The main international legal safeguard for historically and humanistically important institutions and sites is The Hague Convention for the Protection of Cultural Property in the Event of Armed Conflict, signed on May 14, 1954. The United States is not a party to that convention, primarily because, during the Cold War, it feared that the treaty might restrict its freedom to engage in nuclear war, but during the 1991 Gulf War the elder Bush’s administration accepted the convention’s rules and abided by a “no-fire target list” of places where valuable cultural items were known to exist. 134UNESCO (United Nations Educational, Scientific and Cultural Organization) and other guardians of cultural artifacts expected the younger Bush’s administration to follow the same procedures in the 2003 war.

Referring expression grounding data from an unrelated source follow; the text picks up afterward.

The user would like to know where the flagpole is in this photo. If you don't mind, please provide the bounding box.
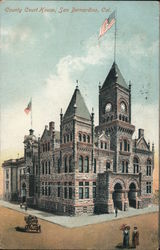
[114,9,117,63]
[31,97,32,129]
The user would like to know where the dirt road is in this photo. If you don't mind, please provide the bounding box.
[0,206,158,249]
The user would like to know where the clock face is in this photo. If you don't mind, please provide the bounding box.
[105,103,112,112]
[120,102,126,112]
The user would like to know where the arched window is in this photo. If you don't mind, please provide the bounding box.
[146,159,152,176]
[83,134,86,142]
[122,161,125,173]
[133,157,139,173]
[64,156,67,173]
[79,156,83,173]
[124,140,128,151]
[79,133,82,141]
[87,135,90,143]
[67,134,69,142]
[69,156,72,172]
[84,157,89,173]
[106,162,110,170]
[64,135,66,144]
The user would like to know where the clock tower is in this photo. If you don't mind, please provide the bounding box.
[96,62,135,172]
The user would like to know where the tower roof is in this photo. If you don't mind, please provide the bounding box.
[63,86,90,120]
[102,62,129,90]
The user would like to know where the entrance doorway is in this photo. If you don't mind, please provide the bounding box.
[128,183,136,208]
[112,183,123,210]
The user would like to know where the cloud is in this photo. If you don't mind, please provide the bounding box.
[0,26,33,51]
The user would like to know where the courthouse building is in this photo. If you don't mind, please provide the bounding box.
[2,62,154,215]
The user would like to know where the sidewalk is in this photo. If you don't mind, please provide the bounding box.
[0,200,158,228]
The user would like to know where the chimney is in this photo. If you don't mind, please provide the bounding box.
[49,121,55,132]
[138,129,144,139]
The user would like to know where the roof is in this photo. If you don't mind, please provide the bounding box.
[101,62,129,90]
[63,86,91,120]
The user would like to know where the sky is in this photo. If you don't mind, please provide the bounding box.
[0,1,159,166]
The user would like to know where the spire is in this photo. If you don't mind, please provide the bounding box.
[101,62,129,90]
[63,86,90,120]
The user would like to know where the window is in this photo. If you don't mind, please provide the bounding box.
[85,182,89,199]
[79,156,83,173]
[106,162,110,170]
[119,114,121,120]
[70,133,72,141]
[122,161,125,173]
[146,182,151,193]
[45,143,47,152]
[69,156,72,172]
[58,159,60,173]
[133,157,139,174]
[122,161,129,173]
[45,182,47,195]
[6,181,9,190]
[64,156,67,173]
[58,182,60,197]
[93,182,96,199]
[45,162,48,174]
[124,140,127,151]
[120,142,122,151]
[79,182,83,199]
[48,161,50,174]
[69,183,72,199]
[84,157,89,173]
[126,161,128,173]
[42,182,44,195]
[6,170,9,179]
[48,142,50,151]
[64,186,67,199]
[94,159,96,173]
[79,133,82,141]
[87,135,90,143]
[64,135,66,144]
[101,141,103,149]
[85,187,89,198]
[128,143,130,152]
[83,134,86,142]
[48,183,51,196]
[146,159,152,176]
[42,144,45,152]
[105,143,107,149]
[67,134,69,142]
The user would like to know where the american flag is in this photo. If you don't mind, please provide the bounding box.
[24,100,32,115]
[99,11,116,39]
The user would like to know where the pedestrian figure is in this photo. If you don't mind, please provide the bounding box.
[115,207,118,217]
[123,226,130,248]
[132,226,139,248]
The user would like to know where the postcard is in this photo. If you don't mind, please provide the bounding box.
[0,1,159,249]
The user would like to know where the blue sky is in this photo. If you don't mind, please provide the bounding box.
[0,1,159,159]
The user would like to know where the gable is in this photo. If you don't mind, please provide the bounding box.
[136,137,149,151]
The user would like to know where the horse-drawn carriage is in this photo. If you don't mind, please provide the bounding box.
[24,215,41,233]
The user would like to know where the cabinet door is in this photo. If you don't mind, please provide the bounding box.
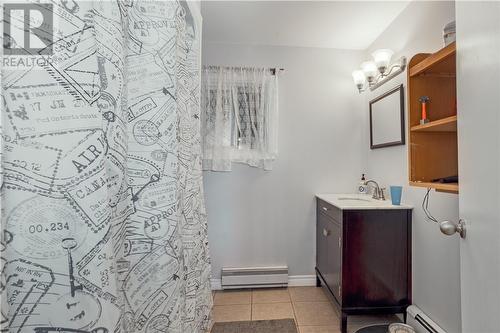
[343,210,409,308]
[316,212,329,276]
[324,219,341,303]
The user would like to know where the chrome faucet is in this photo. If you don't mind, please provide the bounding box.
[365,180,386,200]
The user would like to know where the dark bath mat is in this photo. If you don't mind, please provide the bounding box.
[211,319,298,333]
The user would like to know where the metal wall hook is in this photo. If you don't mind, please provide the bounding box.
[439,219,466,239]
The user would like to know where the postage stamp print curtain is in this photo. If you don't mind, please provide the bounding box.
[1,1,212,332]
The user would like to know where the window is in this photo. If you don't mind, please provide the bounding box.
[201,66,278,171]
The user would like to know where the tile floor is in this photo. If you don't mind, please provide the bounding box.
[210,287,401,333]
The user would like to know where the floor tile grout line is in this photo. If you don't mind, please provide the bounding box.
[250,289,253,320]
[287,288,300,329]
[290,297,300,327]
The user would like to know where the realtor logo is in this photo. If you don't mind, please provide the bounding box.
[3,3,53,55]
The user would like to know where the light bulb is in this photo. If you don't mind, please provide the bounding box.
[361,61,377,84]
[351,70,365,92]
[372,49,394,75]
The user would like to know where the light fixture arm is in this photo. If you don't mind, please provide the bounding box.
[369,56,407,91]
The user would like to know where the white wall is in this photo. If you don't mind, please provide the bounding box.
[202,43,365,281]
[362,2,461,332]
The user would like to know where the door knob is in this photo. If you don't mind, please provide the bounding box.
[323,229,330,237]
[439,219,466,239]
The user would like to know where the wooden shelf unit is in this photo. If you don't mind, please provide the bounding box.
[410,115,457,132]
[409,42,456,77]
[407,42,458,194]
[409,181,458,194]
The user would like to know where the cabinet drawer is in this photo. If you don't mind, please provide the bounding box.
[317,199,342,222]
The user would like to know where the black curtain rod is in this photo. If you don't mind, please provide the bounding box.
[204,65,284,75]
[270,68,285,75]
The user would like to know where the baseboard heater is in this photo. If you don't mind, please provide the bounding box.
[221,266,288,289]
[407,305,447,333]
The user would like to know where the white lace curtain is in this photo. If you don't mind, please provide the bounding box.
[201,66,279,171]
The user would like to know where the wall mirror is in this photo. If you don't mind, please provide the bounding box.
[369,84,405,149]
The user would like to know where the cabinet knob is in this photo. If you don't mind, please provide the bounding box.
[323,228,330,237]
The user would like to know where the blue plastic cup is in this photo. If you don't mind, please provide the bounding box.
[390,186,403,205]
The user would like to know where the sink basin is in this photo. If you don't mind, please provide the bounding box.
[316,193,413,210]
[337,197,371,202]
[336,197,374,206]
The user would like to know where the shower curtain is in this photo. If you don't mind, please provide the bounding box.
[1,1,212,332]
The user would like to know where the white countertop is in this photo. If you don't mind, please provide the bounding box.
[316,193,413,210]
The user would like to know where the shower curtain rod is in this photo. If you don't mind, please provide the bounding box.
[204,65,284,75]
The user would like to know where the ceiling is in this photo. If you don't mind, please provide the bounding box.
[201,1,411,50]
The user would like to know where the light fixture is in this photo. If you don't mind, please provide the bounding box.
[351,48,406,93]
[361,61,377,85]
[351,70,365,93]
[372,49,394,75]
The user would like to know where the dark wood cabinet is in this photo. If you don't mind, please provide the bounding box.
[316,211,341,302]
[316,212,330,276]
[316,198,412,333]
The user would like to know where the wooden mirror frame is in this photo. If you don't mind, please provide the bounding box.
[369,84,405,149]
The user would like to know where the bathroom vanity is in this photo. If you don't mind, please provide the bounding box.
[315,194,412,333]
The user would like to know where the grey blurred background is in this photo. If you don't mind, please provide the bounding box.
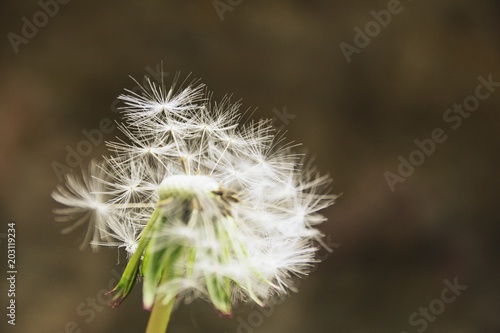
[1,1,499,332]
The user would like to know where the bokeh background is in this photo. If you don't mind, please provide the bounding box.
[1,1,499,332]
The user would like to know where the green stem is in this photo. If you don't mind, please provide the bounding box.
[144,244,176,333]
[145,296,175,333]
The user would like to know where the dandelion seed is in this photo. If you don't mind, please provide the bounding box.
[52,73,336,333]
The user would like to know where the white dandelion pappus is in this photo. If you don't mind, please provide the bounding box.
[52,74,336,325]
[52,160,112,251]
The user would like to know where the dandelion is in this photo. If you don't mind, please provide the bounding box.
[52,73,336,333]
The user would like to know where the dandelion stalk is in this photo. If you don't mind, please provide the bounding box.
[145,278,175,333]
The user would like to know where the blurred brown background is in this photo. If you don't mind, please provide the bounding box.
[1,1,499,332]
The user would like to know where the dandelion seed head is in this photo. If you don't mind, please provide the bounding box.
[52,74,335,314]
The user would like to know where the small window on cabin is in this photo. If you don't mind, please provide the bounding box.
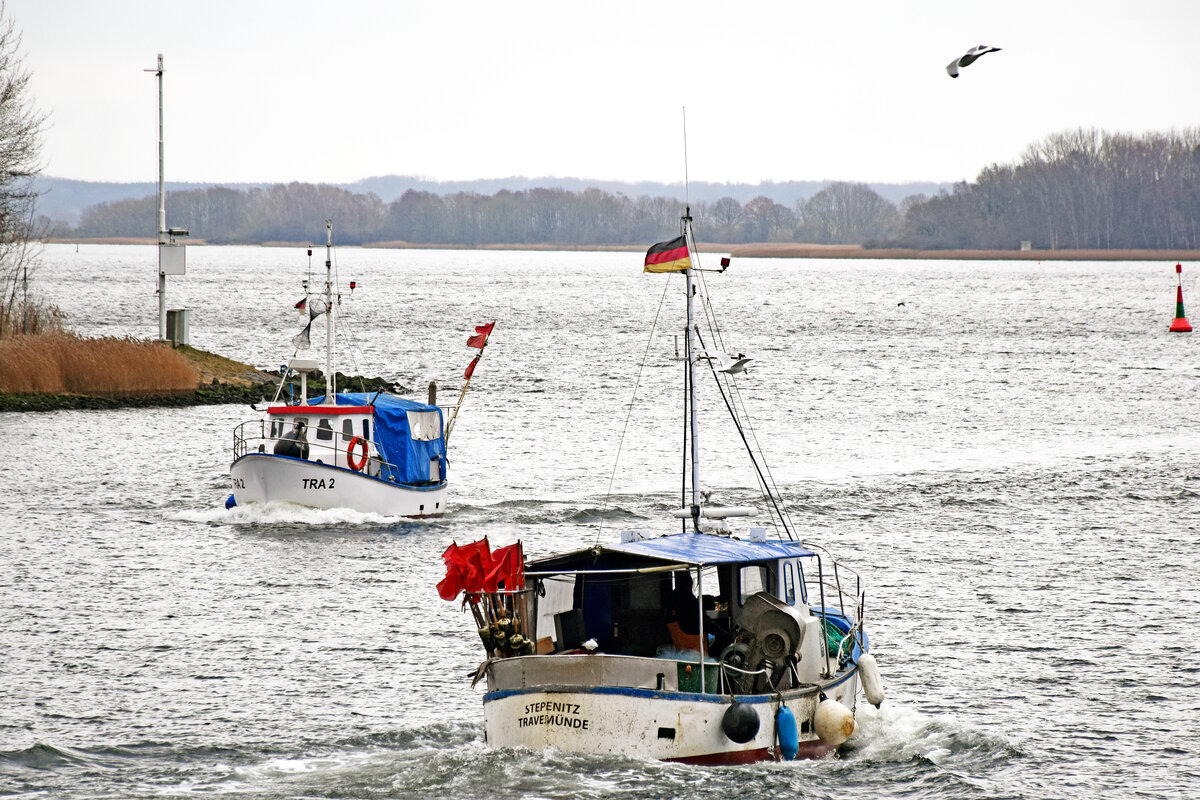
[739,565,771,606]
[316,418,334,441]
[342,419,354,442]
[363,419,371,442]
[270,419,282,438]
[784,563,796,605]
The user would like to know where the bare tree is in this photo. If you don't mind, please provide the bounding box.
[0,1,47,338]
[800,182,899,244]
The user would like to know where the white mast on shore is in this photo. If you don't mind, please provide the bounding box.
[148,53,187,341]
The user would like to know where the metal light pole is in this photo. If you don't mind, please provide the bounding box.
[147,53,187,341]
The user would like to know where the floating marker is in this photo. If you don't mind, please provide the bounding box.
[1170,263,1192,332]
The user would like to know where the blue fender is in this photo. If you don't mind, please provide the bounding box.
[776,705,799,760]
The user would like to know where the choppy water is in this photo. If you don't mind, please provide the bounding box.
[2,244,1198,799]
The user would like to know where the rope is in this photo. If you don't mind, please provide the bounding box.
[691,268,799,538]
[596,273,676,544]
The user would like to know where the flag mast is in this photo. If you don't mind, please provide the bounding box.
[322,219,335,403]
[445,322,495,445]
[682,107,702,533]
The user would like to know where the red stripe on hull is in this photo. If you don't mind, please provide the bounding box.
[267,405,373,415]
[666,739,835,765]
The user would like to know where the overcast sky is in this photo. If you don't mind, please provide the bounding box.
[9,0,1199,187]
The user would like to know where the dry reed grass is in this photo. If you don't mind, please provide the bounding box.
[726,243,1200,260]
[0,299,65,338]
[0,333,200,395]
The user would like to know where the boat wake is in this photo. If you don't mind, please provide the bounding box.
[843,701,1024,767]
[168,501,411,528]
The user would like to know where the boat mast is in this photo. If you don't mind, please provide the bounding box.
[683,210,701,532]
[323,219,335,403]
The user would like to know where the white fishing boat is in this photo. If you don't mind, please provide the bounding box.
[439,211,884,763]
[229,221,491,517]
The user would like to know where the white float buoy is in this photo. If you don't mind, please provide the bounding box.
[813,697,855,747]
[858,652,885,708]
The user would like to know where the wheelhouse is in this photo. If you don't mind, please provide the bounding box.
[523,532,865,671]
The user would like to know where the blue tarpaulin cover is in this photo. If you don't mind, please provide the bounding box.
[530,533,816,570]
[310,392,445,485]
[609,533,816,564]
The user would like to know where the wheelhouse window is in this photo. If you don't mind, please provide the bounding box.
[270,419,282,438]
[316,418,334,441]
[783,562,796,605]
[341,419,354,442]
[738,564,773,606]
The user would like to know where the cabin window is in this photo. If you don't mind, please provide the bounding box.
[783,562,796,605]
[738,564,772,606]
[406,410,442,441]
[316,418,334,441]
[270,419,282,438]
[697,566,721,606]
[363,419,370,442]
[342,418,354,442]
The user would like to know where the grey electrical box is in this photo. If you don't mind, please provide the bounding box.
[160,243,186,275]
[166,308,189,345]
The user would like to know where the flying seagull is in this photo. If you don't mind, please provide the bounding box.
[702,352,752,374]
[946,45,1001,78]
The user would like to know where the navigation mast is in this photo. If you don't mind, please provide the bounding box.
[147,53,188,341]
[323,219,335,403]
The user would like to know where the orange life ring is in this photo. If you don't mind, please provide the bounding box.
[346,436,369,471]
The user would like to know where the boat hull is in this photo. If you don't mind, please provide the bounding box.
[482,667,859,762]
[230,453,447,517]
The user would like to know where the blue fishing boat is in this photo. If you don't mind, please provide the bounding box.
[230,221,490,517]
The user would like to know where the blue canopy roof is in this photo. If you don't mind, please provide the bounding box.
[608,533,816,565]
[309,392,445,485]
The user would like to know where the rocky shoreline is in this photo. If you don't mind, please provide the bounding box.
[0,382,275,412]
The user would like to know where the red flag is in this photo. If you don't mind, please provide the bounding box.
[475,322,495,336]
[437,538,493,598]
[436,542,465,600]
[459,538,492,593]
[466,333,488,349]
[464,356,479,380]
[294,298,306,310]
[484,541,524,592]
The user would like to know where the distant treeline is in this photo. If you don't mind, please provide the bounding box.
[45,128,1200,250]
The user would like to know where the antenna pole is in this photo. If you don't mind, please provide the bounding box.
[682,106,690,209]
[684,213,701,531]
[324,219,334,402]
[154,54,166,340]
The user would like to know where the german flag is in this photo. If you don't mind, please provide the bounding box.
[643,235,691,273]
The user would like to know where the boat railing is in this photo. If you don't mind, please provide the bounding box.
[232,419,407,482]
[801,549,866,674]
[803,546,865,619]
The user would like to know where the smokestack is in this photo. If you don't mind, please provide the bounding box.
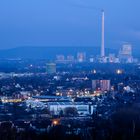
[101,10,105,57]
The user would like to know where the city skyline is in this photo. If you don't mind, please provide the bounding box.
[0,1,140,140]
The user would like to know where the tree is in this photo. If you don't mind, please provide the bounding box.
[111,106,140,140]
[64,107,78,117]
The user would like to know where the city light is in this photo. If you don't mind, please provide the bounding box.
[116,69,123,74]
[93,69,96,74]
[52,119,60,126]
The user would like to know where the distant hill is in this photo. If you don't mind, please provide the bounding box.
[0,46,121,59]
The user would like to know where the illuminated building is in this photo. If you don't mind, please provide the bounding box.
[108,53,115,63]
[89,55,94,63]
[77,52,86,62]
[1,97,22,103]
[31,95,71,102]
[67,55,74,61]
[118,43,133,63]
[92,80,110,92]
[56,55,65,62]
[47,102,91,115]
[46,63,56,74]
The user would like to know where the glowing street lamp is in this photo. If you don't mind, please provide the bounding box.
[116,69,122,74]
[52,119,60,126]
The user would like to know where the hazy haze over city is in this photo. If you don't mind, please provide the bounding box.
[0,0,140,50]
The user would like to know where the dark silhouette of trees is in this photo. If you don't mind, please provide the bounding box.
[64,107,78,117]
[111,106,140,140]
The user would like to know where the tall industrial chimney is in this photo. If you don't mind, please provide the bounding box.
[101,10,105,57]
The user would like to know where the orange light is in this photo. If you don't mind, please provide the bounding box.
[52,120,59,126]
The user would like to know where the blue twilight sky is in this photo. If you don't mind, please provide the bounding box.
[0,0,140,49]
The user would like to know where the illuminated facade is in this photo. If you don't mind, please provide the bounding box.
[92,80,110,92]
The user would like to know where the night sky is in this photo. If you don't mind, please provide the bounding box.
[0,0,140,50]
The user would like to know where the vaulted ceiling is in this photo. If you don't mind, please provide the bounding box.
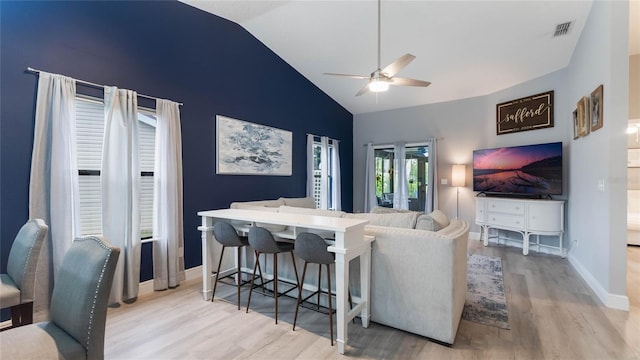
[179,1,633,115]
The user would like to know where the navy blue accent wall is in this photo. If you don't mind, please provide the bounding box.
[0,0,353,285]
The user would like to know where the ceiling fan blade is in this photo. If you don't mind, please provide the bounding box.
[324,72,370,80]
[390,77,431,87]
[355,83,370,96]
[381,54,416,77]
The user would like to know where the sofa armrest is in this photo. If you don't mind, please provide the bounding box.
[362,221,469,344]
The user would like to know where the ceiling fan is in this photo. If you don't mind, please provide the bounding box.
[324,0,431,96]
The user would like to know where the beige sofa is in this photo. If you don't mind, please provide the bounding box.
[228,197,469,345]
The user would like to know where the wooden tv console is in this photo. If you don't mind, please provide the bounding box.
[475,197,565,257]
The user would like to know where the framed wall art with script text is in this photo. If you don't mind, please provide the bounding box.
[496,90,554,135]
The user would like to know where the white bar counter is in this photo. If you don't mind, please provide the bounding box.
[198,208,374,354]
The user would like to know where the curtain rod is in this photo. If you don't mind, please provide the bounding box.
[363,138,444,147]
[306,133,340,142]
[26,67,183,106]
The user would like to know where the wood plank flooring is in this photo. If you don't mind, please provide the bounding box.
[103,241,640,359]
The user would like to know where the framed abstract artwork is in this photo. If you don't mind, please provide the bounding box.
[215,115,292,176]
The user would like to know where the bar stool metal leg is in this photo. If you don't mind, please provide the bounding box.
[236,247,242,310]
[326,263,333,346]
[274,253,279,324]
[290,252,300,288]
[317,265,322,310]
[293,261,309,330]
[211,246,226,303]
[246,252,262,314]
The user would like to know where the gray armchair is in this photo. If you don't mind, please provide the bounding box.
[0,236,120,360]
[0,218,48,327]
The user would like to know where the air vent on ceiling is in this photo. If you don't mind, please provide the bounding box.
[554,22,572,37]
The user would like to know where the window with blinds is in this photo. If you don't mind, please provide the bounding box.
[75,96,156,239]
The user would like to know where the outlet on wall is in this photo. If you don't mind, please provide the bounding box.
[574,238,579,247]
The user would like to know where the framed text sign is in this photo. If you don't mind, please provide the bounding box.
[496,90,554,135]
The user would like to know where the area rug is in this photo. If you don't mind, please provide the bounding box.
[462,253,510,330]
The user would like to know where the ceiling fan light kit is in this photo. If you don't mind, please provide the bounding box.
[324,0,431,97]
[369,79,390,92]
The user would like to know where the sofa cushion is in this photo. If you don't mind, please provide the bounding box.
[436,219,464,235]
[415,214,442,231]
[279,197,316,209]
[230,199,285,209]
[370,206,416,214]
[234,205,287,232]
[343,212,419,229]
[278,205,345,218]
[415,210,450,231]
[429,209,450,228]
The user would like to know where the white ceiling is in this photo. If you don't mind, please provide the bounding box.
[179,1,634,115]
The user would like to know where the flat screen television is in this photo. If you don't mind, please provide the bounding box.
[473,142,562,196]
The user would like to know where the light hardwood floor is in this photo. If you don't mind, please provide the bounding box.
[104,241,640,359]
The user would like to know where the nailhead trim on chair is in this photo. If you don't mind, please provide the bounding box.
[79,236,113,351]
[19,221,45,299]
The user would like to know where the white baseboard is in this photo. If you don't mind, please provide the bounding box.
[567,252,630,311]
[138,266,203,297]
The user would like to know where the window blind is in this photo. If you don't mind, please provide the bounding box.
[75,96,156,238]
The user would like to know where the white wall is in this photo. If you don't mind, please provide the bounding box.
[352,0,629,310]
[565,0,629,309]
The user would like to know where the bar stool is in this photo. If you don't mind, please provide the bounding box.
[292,232,351,346]
[211,222,263,310]
[246,226,300,324]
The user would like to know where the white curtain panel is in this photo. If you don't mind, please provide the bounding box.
[153,99,185,290]
[102,86,141,304]
[425,137,439,213]
[29,72,80,314]
[363,143,377,212]
[306,134,314,198]
[319,136,329,209]
[331,140,342,211]
[393,142,409,210]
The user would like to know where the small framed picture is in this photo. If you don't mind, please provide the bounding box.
[577,96,590,137]
[590,84,603,131]
[573,108,579,139]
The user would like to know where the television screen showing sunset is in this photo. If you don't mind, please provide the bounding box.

Moreover, on March 26, 2003, the Pentagon’s Office of Reconstruction and Humanitarian Assistance (ORHA) headed by Lieutenant General (ret.) Jay Garner, the civil authority the United States had set up for the moment hostilities ceased, sent to all senior U.S. commanders a list of sixteen institutions that “merit securing as soon as possible to prevent further damage, destruction, and/or pilferage of records and assets.” The five-page memo dispatched two weeks before the fall of Baghdad also said, “Coalition forces must secure these facilities in order to prevent looting and the resulting irreparable loss of cultural treasures” and that “looters should be arrested/detained.” First on General Garner’s list of places to protect was the Central Bank of Iraq, which is now a ruin; second was the National Museum of Iraq; sixteenth was the Oil Ministry, one of only two places that U.S. forces occupying Baghdad actually defended (the other was the Interior Ministry). Martin Sullivan, chair of the President’s Advisory Committee on Cultural Property for the previous eight years, and Gary Vikan, director of the Walters Art Museum in Baltimore and a member of the committee, both resigned to protest the failure of Centcom to obey orders. Sullivan said it was “inexcusable” that the museum should not have had the same priority as the Oil Ministry. 135

As we now know, the American forces made no effort to prevent the looting of the great cultural institutions of Iraq. Its soldiers, often stationed nearby, simply watched vandals enter and torch the buildings. Professor Said Arjomand, an editor of the journal Studies on Persianate Societies and a professor of sociology at the State University of New York at Stony Brook, wrote, “Our troops, who have been proudly guarding the Oil Ministry, where no window is broken, deliberately condoned these horrendous events.” 136American commanders claim that, to the contrary, they were too busy fighting and had too few troops to protect the museum and libraries. However, this seems to be an unlikely explanation. During the battle for Baghdad, the U.S. military was perfectly willing to dispatch some two thousand troops to secure northern Iraq’s oil fields, and their record on antiquities did not improve when the fighting subsided. At the six-thousand-year-old Sumerian city of Ur with its massive ziggurat, or stepped temple tower (built in the period 2112-2095 BC, and restored by Nebuchadnezzar II in the sixth century BC), the marines spray-painted their motto, Semper Fi (semper fidelis, “always faithful”), onto its walls. 137The military then made the monument “off limits” to everyone in order to disguise the desecration that had occurred there, including the looting by U.S. soldiers of clay bricks used in the construction of the ancient buildings.